Demonstrations
Twirled Affordances, Self-Conscious Avatars, & Inspection Gestures
We explore the potential of self-conscious avatars, not in the sense of self-aware artificial intelligence, but rather figurative projections that not only display real-world data in mixed virtuality environments but also automatically accommodate virtual camera position to maintain visual and logical consistency with human users. Like television or movie actors who adjust their pose to complement a camera point-of-view, our avatars are aware of virtual camera position, and, by implication, the projection mode of an active human pilot assumed to be visually monitoring the scene- typically via projected, dorsal “tethered” perspectives or reflected, frontal “mirror” perspective.
Avatars and virtual objects in our “Tworlds” scenes, including virtual cameras, are rigged to be driven by such twirling mobile devices.
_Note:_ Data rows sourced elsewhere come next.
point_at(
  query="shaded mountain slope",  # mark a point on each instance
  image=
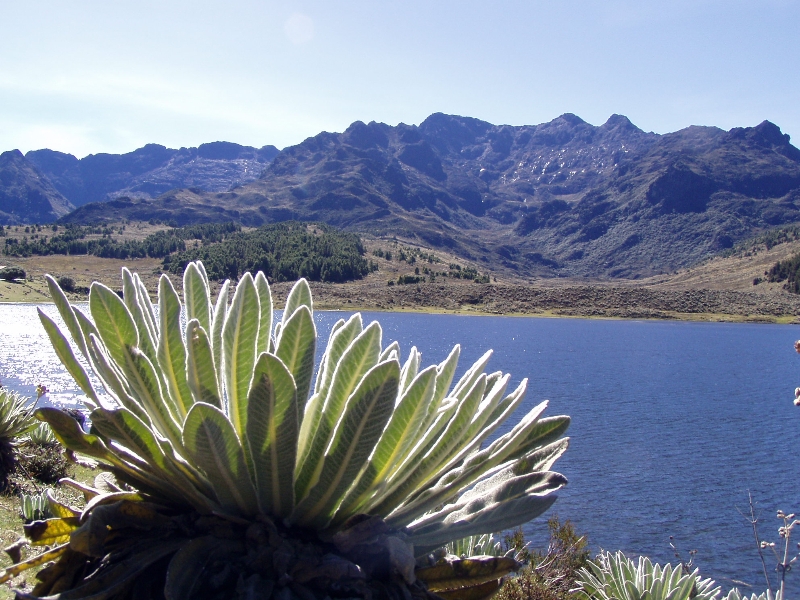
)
(563, 198)
(26, 196)
(152, 170)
A unique feature of the rigging is that the avatars are strategically ambidextrous: although a human player typically uses a particular hand for twirling, as the viewpoint moves around, the puppets dynamically switch hands, even while a prop is whirling, to allow intuitive visual and logical alignment by the human user facing a monitor.
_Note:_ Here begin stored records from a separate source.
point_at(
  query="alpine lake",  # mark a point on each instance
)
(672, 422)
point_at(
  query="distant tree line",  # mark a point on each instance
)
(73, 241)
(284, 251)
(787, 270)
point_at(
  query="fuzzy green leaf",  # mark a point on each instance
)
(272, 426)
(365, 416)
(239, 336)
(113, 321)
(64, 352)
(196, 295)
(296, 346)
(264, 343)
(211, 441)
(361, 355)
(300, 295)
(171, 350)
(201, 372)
By synchronizing rotation about its axis with revolution around an object of regard, such as the avatar projection of a human pilot, a phase-locked virtual camera expresses an “inspection gesture,” like the tidally locked moon orbiting the Earth. When the virtual camera is in front of it, a self-conscious avatar presents itself as a reflected image of the user, and when the camera circumferentially swings behind, the same avatar manifests a classic "FPS" (first- person shooter) projection of the user. Our adaptive Tworlds application leverages the alignment of the locally horizontal orientation of compass-derived yaw data, the symmetrically bilateral anatomy of humans and figurative avatars, and the horizontal orientation of an inspection or spin-around gesture.